Ericsson AB will raise 30 billion kronor (US$2.9 billion) selling shares and slash a fifth of its workforce as clients curb spending.
The stock of the world's biggest maker of mobile-phone networks dropped 24 percent. Ericsson had a first-quarter loss of 3.7 billion kronor, or 0.38 krona a share, after posting a profit in the year-earlier period, spokesman Mads Madsen said.
Stockholm-based Ericsson said it no longer expects spending by phone companies to revive in the second half of this year, joining rivals such as Nokia Oyj in scaling back forecasts for the industry. Chief Executive Officer Kurt Hellstroem, who predicted a second straight annual loss, plans to cut 17,000 jobs by the end of 2003.
"Ericsson is doing the only thing it can in a rotten market -- cutting costs," said Anders Jarheim, who helps manage US$1.7 billion in stocks, including Ericsson, at Oehman Fondkommission.
The shares posted the biggest decline in at least 11 years, dropping as much as 8.6 kronor to 27.3, a five-year low.
They're down 51 percent this year, after losing almost half their value last year. Shares of other phone-equipment makers including Alcatel SA and Siemens AG also slid.

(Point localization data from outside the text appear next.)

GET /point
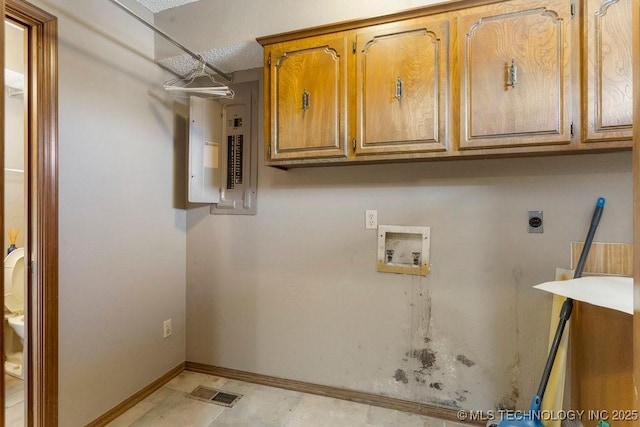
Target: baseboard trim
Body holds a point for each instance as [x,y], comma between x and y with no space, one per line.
[135,398]
[328,391]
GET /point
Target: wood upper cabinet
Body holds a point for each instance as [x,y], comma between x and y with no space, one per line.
[515,75]
[402,87]
[608,100]
[307,96]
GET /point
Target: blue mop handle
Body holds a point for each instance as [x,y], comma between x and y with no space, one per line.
[595,219]
[567,306]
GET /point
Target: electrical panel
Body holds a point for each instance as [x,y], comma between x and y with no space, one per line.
[231,151]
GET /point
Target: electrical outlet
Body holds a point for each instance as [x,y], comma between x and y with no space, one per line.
[535,222]
[371,220]
[166,325]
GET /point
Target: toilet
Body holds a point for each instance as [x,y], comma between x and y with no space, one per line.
[14,290]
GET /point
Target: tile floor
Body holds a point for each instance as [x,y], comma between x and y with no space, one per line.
[14,401]
[260,406]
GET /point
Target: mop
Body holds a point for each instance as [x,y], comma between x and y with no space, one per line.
[532,417]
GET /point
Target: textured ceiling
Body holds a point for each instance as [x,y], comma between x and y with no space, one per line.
[156,6]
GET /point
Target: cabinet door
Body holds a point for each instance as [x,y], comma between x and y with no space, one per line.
[401,87]
[514,75]
[308,109]
[608,106]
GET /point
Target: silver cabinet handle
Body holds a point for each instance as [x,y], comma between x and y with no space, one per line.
[512,74]
[305,100]
[399,88]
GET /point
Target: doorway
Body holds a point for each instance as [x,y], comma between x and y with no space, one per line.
[33,231]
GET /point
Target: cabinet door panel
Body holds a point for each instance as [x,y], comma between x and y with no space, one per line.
[609,103]
[308,99]
[402,87]
[515,76]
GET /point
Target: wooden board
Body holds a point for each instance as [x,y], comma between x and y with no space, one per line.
[601,345]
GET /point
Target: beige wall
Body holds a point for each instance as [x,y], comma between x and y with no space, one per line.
[293,292]
[122,234]
[14,142]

The company plans to sell shares to existing investors, probably by the end of the third quarter, Ericsson said. Investor AB and Industrivaerden AB, the biggest shareholders based on voting rights, support the offer.
Morgan Stanley, Enskilda Securities, Goldman Sachs International, Handelsbanken Securities and Schroder Salomon Smith Barney have been appointed as financial advisers for the rights offer.

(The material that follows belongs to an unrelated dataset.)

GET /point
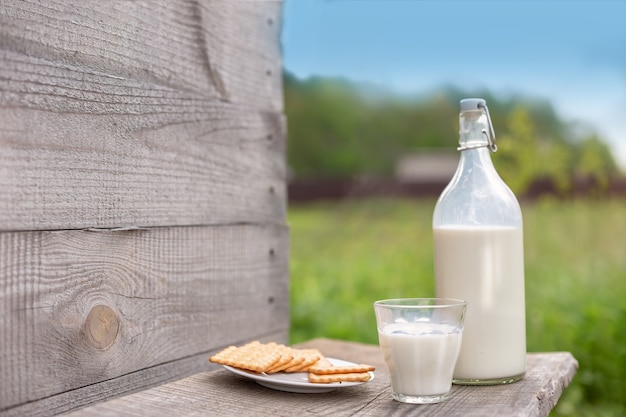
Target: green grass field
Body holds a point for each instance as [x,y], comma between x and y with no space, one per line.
[345,255]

Mounting debt and slowing economic growth have prompted phone companies to rein in network spending. Ericsson and rivals such as Alcatel, Nortel Networks Corp, and Lucent Technologies Inc. have slashed more than 150,000 jobs after sales plunged. Nokia slashed its 2002 sales forecasts last week.
Ericsson will reduce costs by 10 billion kronor this year and as much in 2003, on top of the 20 billion kronor in cost cuts announced last year, Hellstroem said in an interview. The company will eliminate jobs in Sweden and abroad.
"Our customers aren't ordering," Hellstroem said. Last year's decline in demand "is extending. We don't see an upturn."
The company's clients include Vodafone Group Plc, Europe's biggest cellular-phone operator, and Telefonica SA.
Hellstroem didn't estimate the size of this year's loss. He earlier predicted a 2002 operating profit of 5 percent of sales, a goal investors had said since the beginning of the year he wouldn't reach. The company now expects to return to profit some time next year, after posting its first annual loss in more than half a century last year.
Industry sales of mobile networks will fall more than 10 percent this year, Ericsson said. Hellstroem declined to say how much Ericsson's sales will fall.
The company's total orders fell to 37.7 billion kronor in the first quarter from 75.5 billion kronor in the year-earlier period. Sales slid 26 percent to 37 billion kronor, missing analysts' estimates.
Ericsson's main business, which makes gear that directs cellular and traditional calls, had an operating loss of 2.9 billion kronor, compared with a profit in the year-earlier period.
Analysts polled by SME expected a loss of 1.53 billion.
Sony Ericsson Mobile Communications Ltd, a handset venture with Sony Corp that started in October, broke even in the quarter. Analysts had expected a loss of 591 million kronor.
Ericsson doesn't consolidate sales at the unit.
The company's "other operations," which include cables, semiconductors and the part of the handset business that wasn't transferred to the Sony venture, lost 1.3 billion kronor in the quarter, less than analysts had expected.
Ericsson still plans to sell units such as the semiconductor business and its cable equipment division if it can find buyers, Hellstroem said.